Nas Fronteiras do Humano

viagem pelo Rio Moa

Eu hoje moro no Acre, numa cidade que fica no extremo oeste do Brasil, fronteira com o Peru. Não sei ao certo o motivo pelo qual vim parar nessas fronteiras, talvez porque nunca fui de fazer grandes cálculos acerca dos caminhos que tomo.

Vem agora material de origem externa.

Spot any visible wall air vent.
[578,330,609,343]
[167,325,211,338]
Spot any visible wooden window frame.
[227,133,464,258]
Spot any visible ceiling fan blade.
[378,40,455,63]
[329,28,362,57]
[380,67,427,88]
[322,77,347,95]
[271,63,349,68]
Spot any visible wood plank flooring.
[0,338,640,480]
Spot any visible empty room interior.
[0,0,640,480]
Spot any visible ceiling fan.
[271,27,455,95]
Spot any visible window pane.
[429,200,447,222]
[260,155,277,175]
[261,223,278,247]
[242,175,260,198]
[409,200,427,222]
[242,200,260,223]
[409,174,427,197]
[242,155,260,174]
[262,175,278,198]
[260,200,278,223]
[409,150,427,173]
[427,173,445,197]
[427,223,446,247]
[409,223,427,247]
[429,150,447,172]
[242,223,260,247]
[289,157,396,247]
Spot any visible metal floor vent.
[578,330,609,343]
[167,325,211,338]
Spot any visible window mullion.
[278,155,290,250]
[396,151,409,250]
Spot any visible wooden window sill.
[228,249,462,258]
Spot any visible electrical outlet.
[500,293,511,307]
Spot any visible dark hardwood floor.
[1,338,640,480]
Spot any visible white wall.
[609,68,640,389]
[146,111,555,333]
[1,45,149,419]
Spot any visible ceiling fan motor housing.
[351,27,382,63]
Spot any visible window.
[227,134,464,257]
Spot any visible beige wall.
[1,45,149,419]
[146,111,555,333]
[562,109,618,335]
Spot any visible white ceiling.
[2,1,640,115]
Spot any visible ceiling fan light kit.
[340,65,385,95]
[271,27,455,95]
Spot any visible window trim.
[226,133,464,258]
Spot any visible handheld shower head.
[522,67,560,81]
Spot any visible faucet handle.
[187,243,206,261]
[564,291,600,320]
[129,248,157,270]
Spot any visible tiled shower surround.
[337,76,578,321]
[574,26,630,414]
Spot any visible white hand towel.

À experiência no norte atribuo boa parte da minha compreensão de mundo; o choque com o diverso amplia horizontes. Talvez por essa razão seja sempre tão bem humorada quando questionada sobre a existência do Acre, tanto pelos que só querem uma razão para se aproximar quanto pelos que não compreendem a opção por um lugar tão longínquo. Não é possível escrever em poucas linhas o que significa morar no Acre. Lidar com um povo que ri quando tem vontade independente de onde estiver, que conversa honestamente não só por palavras, mas principalmente por gestos. Os gestos são realmente o que fascina. Eu não concebia pessoas cuja expressão corporal não estivesse limitada pelas regras do ‘bom convívio social’. Incomoda um pouco a lascividade evidente, embora meu olhar treinado a reconheça mesmo nos ambientes mais formais (com mil aspas: civilizados).  Mas o incômodo é o que tange as fronteiras do que se pensa ser o humano e pode alargá-las desde que o olhar esteja disposto. No entorno da cidade sobrevivem populações indígenas, espremidas entre os interesses latifundiários e o desprezo dos citadinos, que anseiam pelo dito progresso, para o qual os indígenas são barreiras constantes. Um mundo ininteligível, penso eu. Seu riso, seu gestual, suas crenças... penso entender, mas sei que minha mentalidade ocidental os inventa, assim como eles devem me inventar – e isso Roy Wagner me esclareceu. Sei que não são mendigos à procura da redenção pelo homem branco, nem coisinhas lindinhas saídas dos livros para me satisfazer e impressionar. Penso que muitas vezes vejo, mas não enxergo culturas tão diversas, mesmo porque elas nem sempre, ou não tão rapidamente, dão a conhecer de forma clara os seus sistemas de verdades, de convívio social e de relação com a terra. Eis que novas fronteiras se interpõem e segue a vida em terras acrianas.